The Dumb House - John Burnside

Genre: Dark Fiction/Horror
Synopsis: In Persian myth, it is said that Akbar the Great once built a palace which he filled with newborn children, attended only by mutes, in order to learn whether language is innate or acquired. As the year passed and the children grew into their silent and difficult world, this palace became known as the Gang Mahal, or Dumb House. In his first novel, John Burnside explores the possibilities inherent in a modern-day repetition of Akbar`s investigations. The unnamed narrator creates a twisted varient of the Dumb House, finally using infant twins as subjects in a bizarre experiment.


Review: Well this was.... bizzare. I love a good, really dark story that is psychologically messed up (I don't know what that says about me but let's not dwell on it!) and this book definitely met both of those criteria but... I just don't get it. I don't get why people think its such a magnificent novel. I didn't *not* like it - the writing is absolutely fantastic (and I plan to read more by Burnside based on this alone) but the plot never really grabbed me. While I was fasincated enough by the idea to want to finish it - and it was easy to finish because of the writing - I came away feeling unaffected.

It's a pretty bleak, graphic novel in places, depiciting both animal and human abuse, and while those parts were naturally unsettling, I couldn't relate to the bigger picture. Our narrator remains nameless until the end, though we come to know him quite well through his descriptions of adult and childhood life, and I just never really related to him or his goals. I know nothing about language, so my enjoyment of the novel may have been handicapped by ignorance, but to me language and communication are two distinct things - the former rising from the latter, and while I don't think any one language is innate, the desire to communicate is and therefore will give rise to some form of language. None of what I just said is ever mentioned in the book - it is only referred to as 'seeking to determine if language is innate'. Granted, our narrator is very disturbed, so maybe I shouldn't be surprised.

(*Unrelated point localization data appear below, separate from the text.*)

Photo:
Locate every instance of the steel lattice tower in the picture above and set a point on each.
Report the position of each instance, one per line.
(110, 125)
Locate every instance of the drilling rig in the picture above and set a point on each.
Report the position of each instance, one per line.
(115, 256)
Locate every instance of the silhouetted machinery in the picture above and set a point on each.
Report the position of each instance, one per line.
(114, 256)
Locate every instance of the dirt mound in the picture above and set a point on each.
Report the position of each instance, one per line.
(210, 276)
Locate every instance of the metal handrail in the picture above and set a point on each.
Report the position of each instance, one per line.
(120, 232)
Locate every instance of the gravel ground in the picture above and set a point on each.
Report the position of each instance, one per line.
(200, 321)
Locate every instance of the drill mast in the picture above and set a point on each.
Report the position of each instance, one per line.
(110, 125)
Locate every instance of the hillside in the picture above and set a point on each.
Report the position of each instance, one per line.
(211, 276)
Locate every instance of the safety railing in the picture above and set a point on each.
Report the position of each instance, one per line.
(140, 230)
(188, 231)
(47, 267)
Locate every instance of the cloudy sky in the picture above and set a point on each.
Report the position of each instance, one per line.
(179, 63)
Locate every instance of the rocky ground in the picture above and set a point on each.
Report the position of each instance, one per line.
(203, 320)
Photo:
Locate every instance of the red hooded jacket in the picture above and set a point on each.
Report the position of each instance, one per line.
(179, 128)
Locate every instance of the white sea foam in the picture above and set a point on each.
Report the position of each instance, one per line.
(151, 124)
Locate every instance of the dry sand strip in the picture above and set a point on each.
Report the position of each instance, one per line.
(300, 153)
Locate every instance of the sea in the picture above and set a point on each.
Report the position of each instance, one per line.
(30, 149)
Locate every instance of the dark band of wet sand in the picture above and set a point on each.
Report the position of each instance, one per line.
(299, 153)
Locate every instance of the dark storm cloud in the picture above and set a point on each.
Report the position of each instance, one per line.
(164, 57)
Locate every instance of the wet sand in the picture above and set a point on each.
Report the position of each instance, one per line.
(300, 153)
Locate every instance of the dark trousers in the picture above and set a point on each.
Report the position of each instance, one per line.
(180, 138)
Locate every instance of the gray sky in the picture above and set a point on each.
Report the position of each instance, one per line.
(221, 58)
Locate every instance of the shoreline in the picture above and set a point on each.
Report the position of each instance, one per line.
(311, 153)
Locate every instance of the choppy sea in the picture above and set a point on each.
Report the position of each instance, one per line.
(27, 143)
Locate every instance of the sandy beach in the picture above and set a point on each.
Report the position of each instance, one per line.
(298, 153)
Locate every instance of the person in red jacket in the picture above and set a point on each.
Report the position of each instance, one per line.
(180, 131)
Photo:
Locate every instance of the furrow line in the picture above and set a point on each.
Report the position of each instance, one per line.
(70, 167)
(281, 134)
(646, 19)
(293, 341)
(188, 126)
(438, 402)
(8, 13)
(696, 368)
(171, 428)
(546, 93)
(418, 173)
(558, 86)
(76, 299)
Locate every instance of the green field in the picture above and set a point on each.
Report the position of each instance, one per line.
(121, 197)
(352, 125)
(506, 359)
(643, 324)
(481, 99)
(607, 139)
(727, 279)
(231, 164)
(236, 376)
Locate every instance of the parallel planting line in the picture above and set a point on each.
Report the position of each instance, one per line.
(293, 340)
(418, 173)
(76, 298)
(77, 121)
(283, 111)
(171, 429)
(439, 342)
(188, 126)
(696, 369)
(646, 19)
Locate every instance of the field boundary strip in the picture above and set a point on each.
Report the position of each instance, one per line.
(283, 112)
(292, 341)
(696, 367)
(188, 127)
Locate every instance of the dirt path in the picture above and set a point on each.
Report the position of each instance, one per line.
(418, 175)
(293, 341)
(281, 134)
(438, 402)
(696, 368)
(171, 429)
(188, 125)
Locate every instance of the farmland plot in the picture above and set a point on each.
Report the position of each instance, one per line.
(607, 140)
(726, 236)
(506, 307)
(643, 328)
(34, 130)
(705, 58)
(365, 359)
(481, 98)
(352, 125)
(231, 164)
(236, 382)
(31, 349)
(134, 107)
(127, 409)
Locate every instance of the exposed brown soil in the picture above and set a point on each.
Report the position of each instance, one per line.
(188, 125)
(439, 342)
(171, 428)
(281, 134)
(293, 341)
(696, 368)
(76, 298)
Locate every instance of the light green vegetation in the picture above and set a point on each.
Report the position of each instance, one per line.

The other thing I think which may have affected my enjoyment is that the Goodreads synopsis tells you THE ENTIRE PLOT. I have modified the synopsis on this review to lessen spoilers, but I would still be inclined to let potential readers know that the bizzare experiment with the twins only occurs towards the very end of the book - it is not the focus, as I thought going in. I was pretty disappointed by that, as I was expecting much more of a straight up horror. Rather than being any kind of horror, this is much more an insight of one guy's twisted mind and life.

Enjoyed the writing, but fairly indifferent.